S&P Strength and Bond Weakness

The two big things that have happened over the past 2 days is the rise in the S&P 500, but more importantly, the disproportionately big drop in bonds relative to the SPX strength.  In a short term risk on move, you usually get about a 0.04% rise in 10 year yields for a 1% rise in the SPX.  We have gone up 0.12% on the 10 year since Friday, while SPX has gone up 1.2%.  In normal circumstances, the 10 year should have gone up only about 0.05%.

Obviously it does speak to the overshoot short squeeze higher that happened in the bond market last week while the stock market was only slightly down.  But it also re-emphasizes what I believe to be the new en vogue hedging strategy for the hedge fund manager.  They are now going long bonds as a hedge for their long stock positions.  In the past, they would have just used VIX or shorted SPX for a more direct hedge.  It probably means that you will not likely see much more upside in bonds this year until you start seeing stock weakness.  At these levels, I find it hard to believe that both stocks and bonds will just keep going higher without a break in that positive correlation.
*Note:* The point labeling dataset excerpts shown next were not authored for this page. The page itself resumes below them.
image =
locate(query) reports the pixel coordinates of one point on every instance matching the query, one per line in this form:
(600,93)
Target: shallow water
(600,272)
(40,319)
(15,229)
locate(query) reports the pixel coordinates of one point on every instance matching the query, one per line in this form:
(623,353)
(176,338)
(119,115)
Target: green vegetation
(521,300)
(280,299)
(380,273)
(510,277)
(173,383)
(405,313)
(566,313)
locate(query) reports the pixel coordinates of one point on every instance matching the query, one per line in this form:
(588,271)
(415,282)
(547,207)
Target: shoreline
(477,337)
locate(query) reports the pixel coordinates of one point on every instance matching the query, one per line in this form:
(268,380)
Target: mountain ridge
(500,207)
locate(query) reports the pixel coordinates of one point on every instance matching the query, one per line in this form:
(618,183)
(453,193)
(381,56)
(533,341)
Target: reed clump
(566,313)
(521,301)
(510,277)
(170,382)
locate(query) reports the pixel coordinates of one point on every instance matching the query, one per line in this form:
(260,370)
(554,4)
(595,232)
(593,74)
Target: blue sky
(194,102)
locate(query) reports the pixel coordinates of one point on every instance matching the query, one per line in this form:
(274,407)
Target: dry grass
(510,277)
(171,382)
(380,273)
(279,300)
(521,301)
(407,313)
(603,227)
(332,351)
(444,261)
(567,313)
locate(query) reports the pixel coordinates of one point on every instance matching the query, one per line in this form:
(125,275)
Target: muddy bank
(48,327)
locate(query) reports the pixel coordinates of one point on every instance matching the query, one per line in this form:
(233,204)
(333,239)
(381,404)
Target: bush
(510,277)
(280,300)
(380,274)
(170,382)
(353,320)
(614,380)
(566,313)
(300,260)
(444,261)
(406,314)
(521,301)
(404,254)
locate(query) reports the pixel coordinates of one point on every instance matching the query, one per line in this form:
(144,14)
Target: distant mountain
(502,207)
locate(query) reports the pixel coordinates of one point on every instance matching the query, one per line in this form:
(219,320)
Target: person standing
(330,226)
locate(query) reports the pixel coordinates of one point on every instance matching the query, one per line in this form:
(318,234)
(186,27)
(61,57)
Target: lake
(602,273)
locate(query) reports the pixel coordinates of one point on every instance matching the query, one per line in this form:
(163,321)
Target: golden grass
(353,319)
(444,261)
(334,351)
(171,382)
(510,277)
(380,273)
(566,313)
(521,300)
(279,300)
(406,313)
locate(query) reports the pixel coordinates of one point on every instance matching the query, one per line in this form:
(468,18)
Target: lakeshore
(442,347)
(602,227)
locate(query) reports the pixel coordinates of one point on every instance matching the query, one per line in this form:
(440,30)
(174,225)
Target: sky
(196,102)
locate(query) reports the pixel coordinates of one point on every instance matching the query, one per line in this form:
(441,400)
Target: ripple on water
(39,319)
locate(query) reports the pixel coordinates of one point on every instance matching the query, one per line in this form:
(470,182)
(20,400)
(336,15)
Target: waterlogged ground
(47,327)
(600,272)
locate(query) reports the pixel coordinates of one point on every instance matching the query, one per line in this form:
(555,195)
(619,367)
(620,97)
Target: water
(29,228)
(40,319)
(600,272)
I do expect the SPX to stall out here as we are right at that psychological 2500 level, which should provide short term resistance.  Also the weakness in bonds should be a bit of a headwind for stocks to go even higher.  Due to the near term SPX resistance, I don't think bonds will sell off much more, but I don't see much of a bounce either.  So while near term downside in bonds is limited, the near term upside is also limited.  It looks like last week took out most of the weak hands in both bonds and gold.

SPX should flat line around these levels right under 2500, and then expecting a dip next week. That should help bonds have a bounce, which probably won't last long, just as I don't expect any dips in stocks to last long.  Low conviction here, so I won't be putting on big positions.  October should provide better levels to make longer term trades.